If debt levels are too high, there could be difficulties in meeting obligations, especially during economic downturns or periods of rising interest rates if the debt has variable-rate payments.

Oaktree Specialty Lending currently has $1.47 billion of debt and $1.48 billion of shareholder's equity on its balance sheet, and over the past four quarters, has averaged a debt-to-equity ratio of 1.1×. We think this is safe and raises no red flags. In general, we’re comfortable with any ratio below 3.5× for a financials business.
12. Key Takeaways from Oaktree Specialty Lending’s Q2 Results
We struggled to find many positives in these results. Its AUM missed and its EPS fell short of Wall Street’s estimates. Overall, this was a softer quarter. The stock remained flat at $13.73 immediately following the results.
13. Is Now The Time To Buy Oaktree Specialty Lending?

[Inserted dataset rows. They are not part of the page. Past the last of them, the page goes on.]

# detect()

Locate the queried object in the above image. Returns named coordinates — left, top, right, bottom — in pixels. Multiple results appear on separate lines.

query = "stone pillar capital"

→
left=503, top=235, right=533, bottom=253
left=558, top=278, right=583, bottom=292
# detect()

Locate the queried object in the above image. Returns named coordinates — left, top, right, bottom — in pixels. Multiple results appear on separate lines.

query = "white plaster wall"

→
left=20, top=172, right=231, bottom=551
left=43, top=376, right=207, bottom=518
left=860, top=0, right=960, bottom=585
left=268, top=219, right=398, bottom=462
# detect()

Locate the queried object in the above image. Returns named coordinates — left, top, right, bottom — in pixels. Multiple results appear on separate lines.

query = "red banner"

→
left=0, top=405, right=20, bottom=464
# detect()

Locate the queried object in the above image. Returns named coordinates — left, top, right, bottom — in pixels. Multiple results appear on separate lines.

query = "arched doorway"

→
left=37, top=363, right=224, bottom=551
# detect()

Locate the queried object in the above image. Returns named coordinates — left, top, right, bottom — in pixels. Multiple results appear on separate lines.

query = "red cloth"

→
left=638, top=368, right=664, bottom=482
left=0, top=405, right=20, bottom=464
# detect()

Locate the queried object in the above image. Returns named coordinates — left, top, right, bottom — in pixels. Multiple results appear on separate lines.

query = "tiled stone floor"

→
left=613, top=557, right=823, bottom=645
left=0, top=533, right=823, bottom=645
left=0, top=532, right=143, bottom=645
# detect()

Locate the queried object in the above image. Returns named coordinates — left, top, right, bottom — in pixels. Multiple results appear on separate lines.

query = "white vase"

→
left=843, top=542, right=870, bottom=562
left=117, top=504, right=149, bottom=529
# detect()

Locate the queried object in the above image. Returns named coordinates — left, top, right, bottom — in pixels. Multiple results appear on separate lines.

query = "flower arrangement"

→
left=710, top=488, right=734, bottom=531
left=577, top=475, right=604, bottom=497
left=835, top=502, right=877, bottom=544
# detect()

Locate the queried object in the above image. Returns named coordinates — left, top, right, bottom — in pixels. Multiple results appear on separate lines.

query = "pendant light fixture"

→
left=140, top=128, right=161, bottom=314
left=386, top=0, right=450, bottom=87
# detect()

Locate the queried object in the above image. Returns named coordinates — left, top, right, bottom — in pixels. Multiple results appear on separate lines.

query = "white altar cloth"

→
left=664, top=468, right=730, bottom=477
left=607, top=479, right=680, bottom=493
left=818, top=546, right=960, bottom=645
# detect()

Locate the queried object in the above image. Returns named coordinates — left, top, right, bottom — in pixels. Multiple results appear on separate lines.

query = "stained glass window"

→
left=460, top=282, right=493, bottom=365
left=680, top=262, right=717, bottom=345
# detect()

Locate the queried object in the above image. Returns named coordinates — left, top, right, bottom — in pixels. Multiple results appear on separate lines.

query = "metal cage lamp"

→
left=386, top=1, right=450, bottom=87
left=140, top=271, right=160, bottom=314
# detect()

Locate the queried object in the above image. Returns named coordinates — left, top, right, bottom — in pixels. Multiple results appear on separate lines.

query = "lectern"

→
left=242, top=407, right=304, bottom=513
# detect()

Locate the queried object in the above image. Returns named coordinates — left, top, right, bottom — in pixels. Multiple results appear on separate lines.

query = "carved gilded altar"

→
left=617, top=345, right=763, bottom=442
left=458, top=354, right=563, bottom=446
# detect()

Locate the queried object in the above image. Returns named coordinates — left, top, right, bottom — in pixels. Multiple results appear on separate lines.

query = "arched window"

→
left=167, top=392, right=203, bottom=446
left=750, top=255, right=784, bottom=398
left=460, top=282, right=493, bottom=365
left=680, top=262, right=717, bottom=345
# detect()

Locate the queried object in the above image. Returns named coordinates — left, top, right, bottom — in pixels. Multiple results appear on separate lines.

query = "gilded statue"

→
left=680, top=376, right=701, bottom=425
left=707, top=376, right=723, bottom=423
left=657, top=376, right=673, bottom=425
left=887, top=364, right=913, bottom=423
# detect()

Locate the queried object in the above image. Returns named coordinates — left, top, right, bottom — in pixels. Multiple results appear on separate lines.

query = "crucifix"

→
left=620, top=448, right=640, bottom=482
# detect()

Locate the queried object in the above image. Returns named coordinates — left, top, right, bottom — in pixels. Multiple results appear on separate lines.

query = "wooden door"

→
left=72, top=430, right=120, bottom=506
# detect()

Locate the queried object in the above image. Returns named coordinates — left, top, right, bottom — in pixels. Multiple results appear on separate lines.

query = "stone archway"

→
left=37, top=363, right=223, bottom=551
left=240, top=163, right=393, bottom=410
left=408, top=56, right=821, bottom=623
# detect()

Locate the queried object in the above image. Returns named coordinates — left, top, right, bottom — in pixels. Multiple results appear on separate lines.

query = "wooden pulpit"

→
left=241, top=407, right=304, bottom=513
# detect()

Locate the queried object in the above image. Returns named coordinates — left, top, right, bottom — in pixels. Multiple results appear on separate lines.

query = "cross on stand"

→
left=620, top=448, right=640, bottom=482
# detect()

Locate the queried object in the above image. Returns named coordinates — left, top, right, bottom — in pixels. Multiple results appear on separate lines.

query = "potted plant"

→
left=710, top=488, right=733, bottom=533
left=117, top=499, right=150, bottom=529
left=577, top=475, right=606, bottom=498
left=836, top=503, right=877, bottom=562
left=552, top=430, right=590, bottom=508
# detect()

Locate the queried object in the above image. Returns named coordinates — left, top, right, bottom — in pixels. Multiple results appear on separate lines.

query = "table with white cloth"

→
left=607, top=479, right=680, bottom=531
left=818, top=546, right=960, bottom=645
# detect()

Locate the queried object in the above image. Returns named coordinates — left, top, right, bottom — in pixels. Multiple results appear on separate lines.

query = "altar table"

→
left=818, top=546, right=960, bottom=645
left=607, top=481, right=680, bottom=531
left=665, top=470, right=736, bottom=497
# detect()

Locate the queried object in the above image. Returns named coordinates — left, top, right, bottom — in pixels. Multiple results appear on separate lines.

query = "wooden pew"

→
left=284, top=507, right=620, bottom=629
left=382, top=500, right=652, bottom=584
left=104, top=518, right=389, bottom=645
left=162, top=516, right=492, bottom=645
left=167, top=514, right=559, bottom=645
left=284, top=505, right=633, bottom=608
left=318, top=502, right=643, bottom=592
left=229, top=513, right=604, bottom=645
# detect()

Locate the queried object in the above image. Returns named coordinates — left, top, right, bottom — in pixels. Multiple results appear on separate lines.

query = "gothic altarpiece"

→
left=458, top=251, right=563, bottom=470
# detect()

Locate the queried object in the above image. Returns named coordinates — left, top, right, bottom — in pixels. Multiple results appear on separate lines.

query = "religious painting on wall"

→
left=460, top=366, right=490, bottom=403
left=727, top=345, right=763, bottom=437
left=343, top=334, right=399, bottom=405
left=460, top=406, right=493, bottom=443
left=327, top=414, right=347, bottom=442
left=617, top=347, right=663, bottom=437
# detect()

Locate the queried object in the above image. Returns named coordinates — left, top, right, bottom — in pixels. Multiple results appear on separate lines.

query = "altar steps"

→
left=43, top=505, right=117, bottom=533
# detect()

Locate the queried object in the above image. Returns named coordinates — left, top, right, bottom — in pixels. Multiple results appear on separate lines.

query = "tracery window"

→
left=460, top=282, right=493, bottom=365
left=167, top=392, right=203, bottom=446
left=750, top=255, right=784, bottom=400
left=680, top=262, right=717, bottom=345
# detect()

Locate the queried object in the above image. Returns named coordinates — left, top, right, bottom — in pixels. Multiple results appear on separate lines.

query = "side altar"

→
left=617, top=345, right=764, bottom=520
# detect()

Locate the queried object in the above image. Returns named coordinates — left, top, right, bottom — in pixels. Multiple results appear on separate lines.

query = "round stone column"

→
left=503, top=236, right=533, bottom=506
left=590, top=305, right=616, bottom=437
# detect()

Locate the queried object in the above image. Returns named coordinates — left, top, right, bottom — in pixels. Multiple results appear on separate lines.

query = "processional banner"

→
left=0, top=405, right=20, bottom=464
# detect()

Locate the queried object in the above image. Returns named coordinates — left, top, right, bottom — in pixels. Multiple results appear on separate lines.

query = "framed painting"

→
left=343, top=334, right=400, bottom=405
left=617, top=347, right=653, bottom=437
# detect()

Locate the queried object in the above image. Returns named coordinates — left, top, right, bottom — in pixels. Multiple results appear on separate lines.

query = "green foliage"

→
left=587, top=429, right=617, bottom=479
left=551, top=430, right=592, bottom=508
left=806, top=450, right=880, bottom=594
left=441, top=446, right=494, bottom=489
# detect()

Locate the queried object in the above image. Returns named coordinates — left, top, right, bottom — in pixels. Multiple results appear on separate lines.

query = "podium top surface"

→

Updated: November 7, 2025 at 11:48 PM EST
A common mistake we notice when investors are deciding whether to buy a stock or not is that they simply look at the latest earnings results. Business quality and valuation matter more, so we urge you to understand these dynamics as well.
We see the value of companies driving economic growth, but in the case of Oaktree Specialty Lending, we’re out. Although its revenue growth was impressive over the last five years, it’s expected to deteriorate over the next 12 months and its declining pre-tax profit margin shows the business has become less efficient. And while the company’s astounding EPS growth over the last five years shows its profits are trickling down to shareholders, the downside is its TBVPS has declined over the last five years.
Oaktree Specialty Lending’s forward price-to-sales ratio is 3.9x. The market typically values companies like Oaktree Specialty Lending based on their anticipated profits for the next 12 months, but there aren’t enough published estimates to arrive at a reliable number. You should avoid this stock for now - better opportunities lie elsewhere.